Bu, ölümün somut bir çağrısıydı.
Şehvet Prensi'nin emir vermesini dahi beklemedi cehennem. Melek için kabarttı bir çukurunu, yumuşak ve rahat bir yatak yarattı ona. Alevler maviye döndü harlanırken. Ateş bile maviye bürünebiliyordu meleğin aşkından, yalnızca Tanrı'ydı onları renklere ayıran.
Cehennemin diğer prensleri de gelmişti çoktan yanlarına. Şeytan ağlamadıkça alevleri ağlıyordu. Korkunçtu. Çünkü içine akan yaşlar gözlerindeki yangını daha da arttırıyordu. Hwang Hyunjin'in saçları hiçbir zaman alev mavisine dönmemişti o ana kadar. Hiçbir zaman böyle hırsla yanmamış, hiç ölüme ve öldürmeye bu kadar hazır olmamıştı.
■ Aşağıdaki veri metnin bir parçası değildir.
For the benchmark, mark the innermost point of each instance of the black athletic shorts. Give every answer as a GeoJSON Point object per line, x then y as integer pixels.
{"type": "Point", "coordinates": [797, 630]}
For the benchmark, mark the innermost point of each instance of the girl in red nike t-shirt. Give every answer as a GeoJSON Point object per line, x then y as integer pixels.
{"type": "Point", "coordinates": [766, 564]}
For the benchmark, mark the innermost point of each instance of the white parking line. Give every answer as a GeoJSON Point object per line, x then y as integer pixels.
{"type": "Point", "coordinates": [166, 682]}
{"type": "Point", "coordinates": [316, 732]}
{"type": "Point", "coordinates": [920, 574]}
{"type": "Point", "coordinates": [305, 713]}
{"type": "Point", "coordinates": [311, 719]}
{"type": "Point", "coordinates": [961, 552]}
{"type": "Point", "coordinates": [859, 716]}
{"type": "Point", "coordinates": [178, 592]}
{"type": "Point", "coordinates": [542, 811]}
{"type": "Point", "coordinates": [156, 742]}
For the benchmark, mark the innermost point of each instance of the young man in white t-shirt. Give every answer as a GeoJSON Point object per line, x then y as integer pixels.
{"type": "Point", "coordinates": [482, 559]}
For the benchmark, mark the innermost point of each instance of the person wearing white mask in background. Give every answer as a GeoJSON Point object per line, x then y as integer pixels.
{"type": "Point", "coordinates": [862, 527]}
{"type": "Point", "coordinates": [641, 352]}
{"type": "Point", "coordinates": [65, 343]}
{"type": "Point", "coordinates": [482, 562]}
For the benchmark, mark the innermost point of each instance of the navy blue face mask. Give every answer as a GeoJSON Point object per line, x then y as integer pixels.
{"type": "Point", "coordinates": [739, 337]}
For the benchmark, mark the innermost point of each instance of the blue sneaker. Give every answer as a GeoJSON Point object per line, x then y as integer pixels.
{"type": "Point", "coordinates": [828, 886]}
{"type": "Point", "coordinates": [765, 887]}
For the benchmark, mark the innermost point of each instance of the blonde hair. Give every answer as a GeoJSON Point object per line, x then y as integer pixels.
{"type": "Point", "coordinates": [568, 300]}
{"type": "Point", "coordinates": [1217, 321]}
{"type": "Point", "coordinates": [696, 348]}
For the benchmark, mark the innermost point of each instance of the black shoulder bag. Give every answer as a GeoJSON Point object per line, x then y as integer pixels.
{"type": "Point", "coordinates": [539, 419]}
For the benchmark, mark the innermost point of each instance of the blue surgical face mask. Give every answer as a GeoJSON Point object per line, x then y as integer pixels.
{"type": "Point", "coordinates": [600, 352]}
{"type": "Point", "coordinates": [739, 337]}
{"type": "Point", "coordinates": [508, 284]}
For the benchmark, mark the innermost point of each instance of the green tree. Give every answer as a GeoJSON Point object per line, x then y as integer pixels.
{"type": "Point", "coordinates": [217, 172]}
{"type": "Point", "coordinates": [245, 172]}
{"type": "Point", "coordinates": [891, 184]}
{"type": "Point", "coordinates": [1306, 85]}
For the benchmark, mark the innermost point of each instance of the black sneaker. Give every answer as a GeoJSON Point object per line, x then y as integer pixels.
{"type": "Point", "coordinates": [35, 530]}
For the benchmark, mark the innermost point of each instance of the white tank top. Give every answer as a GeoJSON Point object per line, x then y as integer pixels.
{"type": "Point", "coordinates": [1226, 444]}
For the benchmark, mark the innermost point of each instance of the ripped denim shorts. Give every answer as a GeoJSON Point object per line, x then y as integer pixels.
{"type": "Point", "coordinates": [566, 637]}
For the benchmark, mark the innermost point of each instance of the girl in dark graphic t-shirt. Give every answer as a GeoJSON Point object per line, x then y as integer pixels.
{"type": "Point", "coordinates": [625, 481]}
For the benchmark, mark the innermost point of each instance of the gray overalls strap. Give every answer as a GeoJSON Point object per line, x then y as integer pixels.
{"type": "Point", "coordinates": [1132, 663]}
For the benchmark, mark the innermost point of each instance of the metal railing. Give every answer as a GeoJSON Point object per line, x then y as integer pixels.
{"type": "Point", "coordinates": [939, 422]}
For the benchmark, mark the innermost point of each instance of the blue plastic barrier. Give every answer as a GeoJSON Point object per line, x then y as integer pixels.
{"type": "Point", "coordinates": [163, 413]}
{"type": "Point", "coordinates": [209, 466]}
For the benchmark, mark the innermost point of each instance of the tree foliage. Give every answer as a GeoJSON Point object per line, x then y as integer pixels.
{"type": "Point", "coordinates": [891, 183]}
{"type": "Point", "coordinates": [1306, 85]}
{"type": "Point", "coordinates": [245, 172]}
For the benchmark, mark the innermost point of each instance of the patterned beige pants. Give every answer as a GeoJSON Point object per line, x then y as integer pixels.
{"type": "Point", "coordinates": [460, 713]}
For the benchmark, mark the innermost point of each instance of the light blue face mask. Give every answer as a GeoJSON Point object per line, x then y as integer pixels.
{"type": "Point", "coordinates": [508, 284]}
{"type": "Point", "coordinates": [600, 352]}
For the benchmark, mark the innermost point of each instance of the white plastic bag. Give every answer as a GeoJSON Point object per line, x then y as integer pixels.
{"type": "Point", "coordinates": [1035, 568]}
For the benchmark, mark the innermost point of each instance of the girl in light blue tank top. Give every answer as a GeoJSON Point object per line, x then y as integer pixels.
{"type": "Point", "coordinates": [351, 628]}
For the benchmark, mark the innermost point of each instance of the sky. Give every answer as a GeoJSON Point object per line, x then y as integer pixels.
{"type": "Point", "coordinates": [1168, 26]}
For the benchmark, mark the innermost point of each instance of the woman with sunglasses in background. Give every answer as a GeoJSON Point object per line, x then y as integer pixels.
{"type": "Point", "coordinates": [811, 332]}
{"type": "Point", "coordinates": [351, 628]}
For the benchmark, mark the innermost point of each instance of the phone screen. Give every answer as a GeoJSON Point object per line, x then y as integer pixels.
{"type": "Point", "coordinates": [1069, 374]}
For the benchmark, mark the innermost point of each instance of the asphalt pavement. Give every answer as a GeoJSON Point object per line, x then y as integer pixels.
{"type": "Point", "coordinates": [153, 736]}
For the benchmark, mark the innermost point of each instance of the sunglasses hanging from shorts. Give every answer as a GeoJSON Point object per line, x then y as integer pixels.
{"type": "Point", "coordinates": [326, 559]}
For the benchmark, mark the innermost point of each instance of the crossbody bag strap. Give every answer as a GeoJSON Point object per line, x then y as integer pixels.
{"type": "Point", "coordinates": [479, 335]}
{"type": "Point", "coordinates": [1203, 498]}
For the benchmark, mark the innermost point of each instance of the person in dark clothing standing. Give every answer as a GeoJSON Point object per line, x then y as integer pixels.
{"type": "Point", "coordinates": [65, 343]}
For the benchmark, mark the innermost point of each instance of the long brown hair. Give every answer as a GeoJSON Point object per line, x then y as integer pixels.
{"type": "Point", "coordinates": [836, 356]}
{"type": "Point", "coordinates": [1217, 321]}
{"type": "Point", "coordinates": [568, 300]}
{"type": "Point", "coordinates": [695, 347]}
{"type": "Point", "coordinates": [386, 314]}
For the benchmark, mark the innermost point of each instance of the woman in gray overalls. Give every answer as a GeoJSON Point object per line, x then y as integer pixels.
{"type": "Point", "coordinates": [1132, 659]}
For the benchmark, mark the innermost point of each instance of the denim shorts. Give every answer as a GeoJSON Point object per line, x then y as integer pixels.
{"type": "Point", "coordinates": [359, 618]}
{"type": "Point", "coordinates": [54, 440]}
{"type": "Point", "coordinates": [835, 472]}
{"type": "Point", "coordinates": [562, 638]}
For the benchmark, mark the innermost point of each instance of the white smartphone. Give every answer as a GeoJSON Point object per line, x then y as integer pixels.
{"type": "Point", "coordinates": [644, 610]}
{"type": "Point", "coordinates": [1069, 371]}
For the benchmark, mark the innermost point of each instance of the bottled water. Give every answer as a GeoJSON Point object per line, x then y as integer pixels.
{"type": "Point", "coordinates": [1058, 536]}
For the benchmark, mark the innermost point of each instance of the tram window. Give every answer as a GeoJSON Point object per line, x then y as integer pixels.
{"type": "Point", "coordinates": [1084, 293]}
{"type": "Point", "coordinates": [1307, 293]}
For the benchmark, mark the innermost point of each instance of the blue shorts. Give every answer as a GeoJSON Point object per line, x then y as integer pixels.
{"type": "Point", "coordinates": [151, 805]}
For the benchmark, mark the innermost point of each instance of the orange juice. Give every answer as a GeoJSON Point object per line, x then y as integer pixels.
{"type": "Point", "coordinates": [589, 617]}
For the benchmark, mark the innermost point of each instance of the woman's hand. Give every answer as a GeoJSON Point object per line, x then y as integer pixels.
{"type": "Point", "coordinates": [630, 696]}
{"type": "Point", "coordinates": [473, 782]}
"Seungmin," dedi teselli arayışındaki şeytan. "Nasıl kurtaracağım onu?" Başını eğdi kardeşi, bakamadı ona. Herkes biliyordu kalbinden akan kanın sebebini; melek sonsuzluğu kırmış ve çoktan çıkmıştı sona giden yolculuğuna.
"Chan, bir şey söyleyin!" diye bağırdı. Oysa matem rengini çoktan giyinmişti kardeşlerinin dudakları.
"Dekára!" Dudaklarından kopan her bir kelime Tanrı'ya ulaştı, bunu cehennemini söndürmeye çalışan rüzgardan anlamıştı. "Yemin ederim ki bu cehennemi aşkımla yıkacağım başına." dedi şeytan. Yeni dünya şeytanın o günkü yeminleri sayesinde kurulacaktı.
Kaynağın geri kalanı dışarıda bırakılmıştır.